Plus inquiètes ou au contraire plus détendues, les représentations de la migration se forgent à l’école. Aude Stoppey se rappelle ainsi un élève balkanique qui refusait de vouvoyer l’enseignante et dont personne dans l’école n’a pu – ou voulu – faire façon. Un contre-exemple pour les profs et les médiateurs que nous avons interrogés: faire de l’école un espace dont les règles claires permettent d’éviter les provocations et de désamorcer les conflits, telle est la première condition pour des rapports harmonieux entre élèves de différentes origines.

A Zurich, ainsi, où un élève de l’école obligatoire sur dix est musulman, des congés supplémentaires sont accordés, à certaines dates, pour les fêtes religieuses. En revanche, on n’accorde pas de dispense pour les cours de natation mais il est possible d’y participer légèrement vêtu. Les demandes, précise Martin Wendelspiess, le responsable de la scolarité obligatoire, sont rares.

Dans le canton de Vaud, on favorise la souplesse: «Nous proposons un autre exercice aux élèves qui demandent une dispense», explique René-Luc Thévoz, médiateur et enseignant en classe d’accueil à Bex, ville qui héberge un centre de requérants d’asile et une importante population arrivée des Balkans. Le pari, pour lui, est «de donner au temps le temps de faire évoluer les choses». Mais surtout de prévenir les tensions: «Les élèves qui ont migré en cours de scolarité ont souvent un retard de formation qui les handicape. Si on ne leur donne pas les moyens de le rattraper, il est inévitable qu’ils se sentent discriminés et qu’ils manifestent une certaine agressivité.» Un effort appuyé est fait pour leur donner, en cinq ans au maximum, le moyen d’aligner leurs compétences sur celles de leurs condisciples.

Deuxième action préventive: un cours sur les migrations donné en première année de Cycle d’orientation – une occasion de sensibilisation mais aussi de discussion sur les questions qui peuvent fâcher.

«Il y a parfois des accrochages entre élèves, note de son côté Gérald Schoeni, enseignant au cycle de transition à Moudon, où un élève sur deux environ est étranger, mais les clivages ne sont pas forcément ethniques. Il faut désamorcer les provocations.» Et l’école n’est pas une île: «Des efforts ont été faits pour améliorer les choses en ville, il y a notamment un cercle Suisses-étrangers qui fait du bon travail. On sent la différence.»

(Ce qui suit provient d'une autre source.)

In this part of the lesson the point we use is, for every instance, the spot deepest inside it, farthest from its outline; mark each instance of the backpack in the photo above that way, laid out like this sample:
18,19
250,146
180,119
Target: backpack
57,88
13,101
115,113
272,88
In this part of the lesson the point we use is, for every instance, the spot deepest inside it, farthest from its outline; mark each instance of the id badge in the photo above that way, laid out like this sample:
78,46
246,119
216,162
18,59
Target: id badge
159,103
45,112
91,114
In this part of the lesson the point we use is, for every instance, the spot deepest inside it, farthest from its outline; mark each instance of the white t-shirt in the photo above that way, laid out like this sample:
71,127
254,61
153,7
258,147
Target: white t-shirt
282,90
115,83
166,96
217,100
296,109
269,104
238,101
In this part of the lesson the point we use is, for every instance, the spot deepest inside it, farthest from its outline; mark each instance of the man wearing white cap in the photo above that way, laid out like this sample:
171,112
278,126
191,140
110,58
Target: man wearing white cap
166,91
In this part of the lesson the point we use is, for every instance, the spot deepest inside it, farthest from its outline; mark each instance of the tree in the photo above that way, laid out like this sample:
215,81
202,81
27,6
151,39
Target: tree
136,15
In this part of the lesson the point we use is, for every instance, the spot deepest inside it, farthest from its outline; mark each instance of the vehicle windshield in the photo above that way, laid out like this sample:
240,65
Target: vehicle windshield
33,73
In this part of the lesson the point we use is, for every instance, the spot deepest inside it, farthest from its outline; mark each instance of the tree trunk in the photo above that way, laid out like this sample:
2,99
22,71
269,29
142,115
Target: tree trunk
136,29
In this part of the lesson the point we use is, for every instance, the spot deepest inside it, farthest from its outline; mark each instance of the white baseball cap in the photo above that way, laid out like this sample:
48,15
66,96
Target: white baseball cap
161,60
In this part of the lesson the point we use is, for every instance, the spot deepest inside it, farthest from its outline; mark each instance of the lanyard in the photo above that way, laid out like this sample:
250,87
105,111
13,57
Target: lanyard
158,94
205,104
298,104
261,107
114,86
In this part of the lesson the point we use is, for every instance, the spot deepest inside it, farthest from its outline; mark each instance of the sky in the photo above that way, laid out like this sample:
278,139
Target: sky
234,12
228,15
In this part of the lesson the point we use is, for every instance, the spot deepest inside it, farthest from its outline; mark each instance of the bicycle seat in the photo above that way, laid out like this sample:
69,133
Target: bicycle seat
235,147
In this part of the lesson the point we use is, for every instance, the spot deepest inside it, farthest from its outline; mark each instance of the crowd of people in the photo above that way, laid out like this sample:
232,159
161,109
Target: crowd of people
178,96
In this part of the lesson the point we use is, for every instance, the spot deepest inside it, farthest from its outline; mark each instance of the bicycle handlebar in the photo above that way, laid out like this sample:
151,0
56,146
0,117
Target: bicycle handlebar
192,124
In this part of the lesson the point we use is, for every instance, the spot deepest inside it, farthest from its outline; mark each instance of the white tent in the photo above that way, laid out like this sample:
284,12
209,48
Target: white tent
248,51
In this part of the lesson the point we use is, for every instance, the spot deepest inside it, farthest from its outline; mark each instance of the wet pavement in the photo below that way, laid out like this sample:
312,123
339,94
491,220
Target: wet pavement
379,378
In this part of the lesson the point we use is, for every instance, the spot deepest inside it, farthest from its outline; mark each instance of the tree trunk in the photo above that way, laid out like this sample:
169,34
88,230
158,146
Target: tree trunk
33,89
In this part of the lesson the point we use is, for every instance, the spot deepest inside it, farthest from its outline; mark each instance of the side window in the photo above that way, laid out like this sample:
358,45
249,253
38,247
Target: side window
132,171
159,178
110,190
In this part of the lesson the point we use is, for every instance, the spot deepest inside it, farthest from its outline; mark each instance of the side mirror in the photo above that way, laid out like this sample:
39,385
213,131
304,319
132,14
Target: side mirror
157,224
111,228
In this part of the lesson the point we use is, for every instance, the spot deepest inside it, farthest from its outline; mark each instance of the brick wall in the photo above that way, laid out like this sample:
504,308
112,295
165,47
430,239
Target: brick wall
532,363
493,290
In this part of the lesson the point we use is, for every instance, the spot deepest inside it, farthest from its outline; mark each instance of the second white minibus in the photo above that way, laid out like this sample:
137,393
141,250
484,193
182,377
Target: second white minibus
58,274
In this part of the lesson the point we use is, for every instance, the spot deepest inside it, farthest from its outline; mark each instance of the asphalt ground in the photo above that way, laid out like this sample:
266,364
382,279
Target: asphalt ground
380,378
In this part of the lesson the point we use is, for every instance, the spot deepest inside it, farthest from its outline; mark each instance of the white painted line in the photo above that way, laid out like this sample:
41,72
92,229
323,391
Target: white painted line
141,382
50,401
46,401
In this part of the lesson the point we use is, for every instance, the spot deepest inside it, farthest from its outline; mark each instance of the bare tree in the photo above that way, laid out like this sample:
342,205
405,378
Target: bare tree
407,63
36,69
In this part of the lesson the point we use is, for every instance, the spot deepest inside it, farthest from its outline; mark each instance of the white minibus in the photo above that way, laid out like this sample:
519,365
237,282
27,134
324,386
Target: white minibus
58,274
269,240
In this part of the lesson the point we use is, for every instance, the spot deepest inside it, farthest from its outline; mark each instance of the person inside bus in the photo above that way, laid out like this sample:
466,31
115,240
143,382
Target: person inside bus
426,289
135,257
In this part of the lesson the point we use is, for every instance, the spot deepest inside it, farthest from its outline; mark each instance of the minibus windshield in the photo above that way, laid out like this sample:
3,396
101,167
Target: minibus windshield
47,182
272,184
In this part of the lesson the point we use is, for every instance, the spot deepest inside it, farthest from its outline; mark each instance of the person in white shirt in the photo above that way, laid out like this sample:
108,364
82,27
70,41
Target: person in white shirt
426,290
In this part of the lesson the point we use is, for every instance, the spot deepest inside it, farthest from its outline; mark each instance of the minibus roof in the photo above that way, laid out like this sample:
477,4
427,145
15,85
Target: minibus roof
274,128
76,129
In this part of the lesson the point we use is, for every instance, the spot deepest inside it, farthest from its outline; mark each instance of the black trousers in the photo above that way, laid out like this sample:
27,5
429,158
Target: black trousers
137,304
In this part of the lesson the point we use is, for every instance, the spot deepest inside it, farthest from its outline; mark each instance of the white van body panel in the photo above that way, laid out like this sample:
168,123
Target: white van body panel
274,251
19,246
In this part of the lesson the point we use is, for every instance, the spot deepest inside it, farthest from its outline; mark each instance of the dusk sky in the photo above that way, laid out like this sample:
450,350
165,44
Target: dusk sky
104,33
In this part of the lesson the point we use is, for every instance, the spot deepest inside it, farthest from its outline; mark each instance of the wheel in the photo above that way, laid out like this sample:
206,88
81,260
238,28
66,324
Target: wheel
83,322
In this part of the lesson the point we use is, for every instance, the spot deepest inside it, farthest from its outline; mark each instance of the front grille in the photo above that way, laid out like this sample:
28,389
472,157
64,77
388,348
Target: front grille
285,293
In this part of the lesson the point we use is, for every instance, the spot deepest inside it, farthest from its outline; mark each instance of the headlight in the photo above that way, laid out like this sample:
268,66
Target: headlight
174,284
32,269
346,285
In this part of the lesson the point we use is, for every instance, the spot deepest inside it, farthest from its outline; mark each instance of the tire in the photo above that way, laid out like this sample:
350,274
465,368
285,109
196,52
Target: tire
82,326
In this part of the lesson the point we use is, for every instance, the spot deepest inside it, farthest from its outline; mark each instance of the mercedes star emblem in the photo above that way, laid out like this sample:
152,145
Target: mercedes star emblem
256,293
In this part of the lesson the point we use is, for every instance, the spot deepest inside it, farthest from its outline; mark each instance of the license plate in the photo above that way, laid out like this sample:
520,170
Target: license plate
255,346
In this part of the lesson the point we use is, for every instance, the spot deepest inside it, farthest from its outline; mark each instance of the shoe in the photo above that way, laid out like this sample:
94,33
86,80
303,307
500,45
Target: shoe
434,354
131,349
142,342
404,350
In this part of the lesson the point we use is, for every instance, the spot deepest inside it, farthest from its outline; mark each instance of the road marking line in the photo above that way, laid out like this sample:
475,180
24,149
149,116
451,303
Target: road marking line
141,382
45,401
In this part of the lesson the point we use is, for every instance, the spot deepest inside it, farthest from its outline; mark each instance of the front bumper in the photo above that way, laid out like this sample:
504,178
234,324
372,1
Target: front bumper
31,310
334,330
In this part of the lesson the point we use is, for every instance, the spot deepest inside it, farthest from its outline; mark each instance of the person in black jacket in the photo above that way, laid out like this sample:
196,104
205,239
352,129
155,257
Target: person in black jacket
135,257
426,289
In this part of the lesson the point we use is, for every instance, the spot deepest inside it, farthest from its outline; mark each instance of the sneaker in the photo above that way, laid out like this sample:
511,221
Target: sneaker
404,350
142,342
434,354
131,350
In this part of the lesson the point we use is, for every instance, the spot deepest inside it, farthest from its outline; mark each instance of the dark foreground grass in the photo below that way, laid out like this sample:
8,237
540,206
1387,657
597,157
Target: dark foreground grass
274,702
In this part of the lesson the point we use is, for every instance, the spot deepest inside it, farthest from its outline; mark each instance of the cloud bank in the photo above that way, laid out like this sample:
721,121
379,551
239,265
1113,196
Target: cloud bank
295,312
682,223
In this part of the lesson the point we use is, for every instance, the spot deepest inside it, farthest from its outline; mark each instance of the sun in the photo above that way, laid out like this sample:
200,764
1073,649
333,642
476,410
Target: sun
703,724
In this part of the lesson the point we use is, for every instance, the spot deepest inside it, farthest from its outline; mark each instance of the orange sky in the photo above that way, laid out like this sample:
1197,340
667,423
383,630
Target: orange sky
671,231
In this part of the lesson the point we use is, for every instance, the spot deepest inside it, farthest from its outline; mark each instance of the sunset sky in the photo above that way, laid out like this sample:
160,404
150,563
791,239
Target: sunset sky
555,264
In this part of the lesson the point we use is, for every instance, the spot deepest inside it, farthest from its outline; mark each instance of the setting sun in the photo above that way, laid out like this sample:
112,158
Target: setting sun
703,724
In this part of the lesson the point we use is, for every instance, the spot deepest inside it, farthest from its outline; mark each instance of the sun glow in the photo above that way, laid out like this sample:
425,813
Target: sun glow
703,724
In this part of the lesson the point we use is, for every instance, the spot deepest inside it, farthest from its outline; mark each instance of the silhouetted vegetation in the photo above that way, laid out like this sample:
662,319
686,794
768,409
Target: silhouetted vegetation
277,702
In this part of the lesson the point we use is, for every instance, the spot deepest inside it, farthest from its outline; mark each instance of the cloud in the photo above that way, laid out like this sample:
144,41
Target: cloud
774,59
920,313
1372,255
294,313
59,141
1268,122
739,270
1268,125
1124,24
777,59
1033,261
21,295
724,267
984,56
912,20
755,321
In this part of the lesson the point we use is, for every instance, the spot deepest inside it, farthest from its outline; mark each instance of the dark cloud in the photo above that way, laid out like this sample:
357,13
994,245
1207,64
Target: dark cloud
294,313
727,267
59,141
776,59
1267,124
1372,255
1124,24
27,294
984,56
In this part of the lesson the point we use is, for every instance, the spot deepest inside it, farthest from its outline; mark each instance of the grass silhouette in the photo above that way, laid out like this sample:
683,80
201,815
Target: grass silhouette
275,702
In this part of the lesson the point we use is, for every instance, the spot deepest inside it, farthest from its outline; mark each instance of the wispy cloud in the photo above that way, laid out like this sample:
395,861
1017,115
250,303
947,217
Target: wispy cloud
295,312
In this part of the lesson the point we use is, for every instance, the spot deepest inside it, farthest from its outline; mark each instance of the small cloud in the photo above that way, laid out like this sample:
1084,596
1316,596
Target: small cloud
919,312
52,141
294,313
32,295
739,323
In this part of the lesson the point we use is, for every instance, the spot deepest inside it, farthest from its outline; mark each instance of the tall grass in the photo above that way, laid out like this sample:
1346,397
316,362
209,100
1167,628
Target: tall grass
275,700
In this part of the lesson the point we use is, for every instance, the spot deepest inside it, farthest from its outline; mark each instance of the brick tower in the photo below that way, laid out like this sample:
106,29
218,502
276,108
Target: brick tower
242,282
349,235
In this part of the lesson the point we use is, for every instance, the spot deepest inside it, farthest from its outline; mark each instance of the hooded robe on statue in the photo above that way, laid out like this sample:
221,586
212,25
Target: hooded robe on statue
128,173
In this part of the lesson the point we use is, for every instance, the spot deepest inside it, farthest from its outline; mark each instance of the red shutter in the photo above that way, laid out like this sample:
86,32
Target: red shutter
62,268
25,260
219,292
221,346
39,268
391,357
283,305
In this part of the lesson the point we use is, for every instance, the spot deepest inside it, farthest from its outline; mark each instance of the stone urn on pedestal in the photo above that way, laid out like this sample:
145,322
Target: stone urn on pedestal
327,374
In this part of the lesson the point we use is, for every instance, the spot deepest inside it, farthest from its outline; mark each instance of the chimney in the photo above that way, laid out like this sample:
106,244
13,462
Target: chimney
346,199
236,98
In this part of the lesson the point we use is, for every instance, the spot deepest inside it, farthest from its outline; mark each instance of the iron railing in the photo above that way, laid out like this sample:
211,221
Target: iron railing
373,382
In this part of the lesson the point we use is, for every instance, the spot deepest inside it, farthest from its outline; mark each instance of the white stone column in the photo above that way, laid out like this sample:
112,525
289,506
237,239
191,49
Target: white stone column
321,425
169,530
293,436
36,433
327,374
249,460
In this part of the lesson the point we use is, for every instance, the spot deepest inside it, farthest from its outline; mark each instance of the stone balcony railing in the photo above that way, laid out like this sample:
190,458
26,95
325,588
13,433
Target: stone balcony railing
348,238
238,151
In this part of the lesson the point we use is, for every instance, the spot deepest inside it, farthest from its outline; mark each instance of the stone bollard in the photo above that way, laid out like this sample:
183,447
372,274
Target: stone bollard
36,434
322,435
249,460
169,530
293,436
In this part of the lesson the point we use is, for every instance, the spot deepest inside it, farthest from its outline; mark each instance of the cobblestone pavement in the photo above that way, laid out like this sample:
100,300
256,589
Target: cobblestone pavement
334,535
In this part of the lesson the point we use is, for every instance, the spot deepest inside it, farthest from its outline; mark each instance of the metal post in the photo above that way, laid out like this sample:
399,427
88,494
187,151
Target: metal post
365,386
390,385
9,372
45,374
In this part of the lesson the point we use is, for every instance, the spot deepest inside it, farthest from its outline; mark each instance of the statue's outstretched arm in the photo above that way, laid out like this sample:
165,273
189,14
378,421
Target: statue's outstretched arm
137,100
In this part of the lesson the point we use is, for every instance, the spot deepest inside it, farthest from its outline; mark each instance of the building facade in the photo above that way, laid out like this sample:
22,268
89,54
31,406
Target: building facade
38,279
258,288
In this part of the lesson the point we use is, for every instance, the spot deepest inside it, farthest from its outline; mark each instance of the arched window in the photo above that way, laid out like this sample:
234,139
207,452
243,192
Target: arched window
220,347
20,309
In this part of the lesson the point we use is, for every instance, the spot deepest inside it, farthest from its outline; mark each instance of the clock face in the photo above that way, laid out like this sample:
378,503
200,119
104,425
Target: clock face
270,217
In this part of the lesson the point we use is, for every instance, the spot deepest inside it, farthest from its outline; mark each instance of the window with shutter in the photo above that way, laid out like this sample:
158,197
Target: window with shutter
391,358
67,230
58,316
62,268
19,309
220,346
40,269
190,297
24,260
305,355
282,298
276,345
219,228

L’écho du monde extérieur se manifeste-t-il aussi à l’occasion de la votation sur les minarets? A Zurich, note Martin Wendelspiess, «il est vrai que les propos ont parfois été vifs ces dernières semaines». Rien de tel à Moudon où, note Gérald Schoeni, «certains élèves musulmans connaissent si peu l’islam que c’est moi qui leur en apprends les origines dans le cours sur l’histoire du Moyen Age».